HDtracks is a high-resolution digital music store offering DRM-free music in multiple formats as well as cover art (and liner notes via PDF file downloads for a majority of catalog offerings) with audio CD-quality and high-definition audio master recording quality download selections.

==Origins and expansion==
The company was privately founded by David and Norman Chesky of the audiophile recording company Chesky Records, and is based in New York, NY. The service was launched on March 21, 2008, initially offering only CD-quality 44.1 kHz audio files in AIFF format from a small offering of independent record labels, including audiophile record company catalogs from Chesky Records, Reference Recordings, 2L, and blues labels like Alligator Records. Shortly after its initial launch, HDtracks began offering higher sample-rate and bit-rate recordings such as 96 kHz/24bit, 192 kHz/24bit and other sound files with higher resolution than a CD, with a focus on jazz, classical music, soft rock, and historic recordings targeting adult consumers looking for an alternative to lesser-quality compressed mp3 files.

==Timeline==
- On March 21, 2008, HDtracks is officially launched.

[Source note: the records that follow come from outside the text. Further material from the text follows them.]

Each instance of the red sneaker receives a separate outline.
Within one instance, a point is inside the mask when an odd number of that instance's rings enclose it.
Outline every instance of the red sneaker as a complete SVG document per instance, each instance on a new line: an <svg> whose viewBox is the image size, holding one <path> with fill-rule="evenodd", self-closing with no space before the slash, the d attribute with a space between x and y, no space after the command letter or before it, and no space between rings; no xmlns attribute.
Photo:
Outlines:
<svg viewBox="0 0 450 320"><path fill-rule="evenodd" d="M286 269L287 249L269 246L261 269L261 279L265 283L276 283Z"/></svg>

- In October 2008, HDtracks releases its first catalog offerings in 88.2k/24-bit and 96k/24-bit FLAC formats.
- On April 1, 2010, HDtracks added selections from Concord Music Group catalog of high-resolution music.
- On April 15, 2010, HDtracks launches Verve Records from Universal Music Group, marking the first major label to establish sales of high-resolution, non-DRM-restricted music through HDtracks.
- On November 2, 2010, HDtracks releases Paul McCartney's album Band on the Run in 96 kHz/24-bit FLAC format.
- On March 2, 2011, HDtracks releases ABKCO's Remastered Series of early Rolling Stones recordings.
- On July 1, 2011, HDtracks launches with Warner Music Group, making it the second major record label to distribute DRM-free, high-resolution audio downloads through the service.
- On November 15, 2012, HDtracks launches catalog selections from Sony Legacy, making Sony the 4th major label to join the service. Notable artists include Carole King, Janis Joplin, Michael Jackson, and Bob Dylan.
- On January 23, 2013, HDtracks replaced its multiplatform Java Network Launching Protocol (JNLP) downloader application to native applications for Windows and Mac created by JRiver, thereby making it impossible for users of other platforms such as Linux to download their purchases at this time.
- On September 10, 2014, HDtracks launched sites in the UK and Germany.
- On October 21, 2014, a downloader application for Linux appears on the JRiver support forum.
- On December 15, 2017, HDTracks released The Beatles' Sgt. Pepper's Lonely Hearts Club Band in high resolution.
- In April 2020 HDtracks announced that the UK hdtracks.co.uk website would close on April 30, 2020.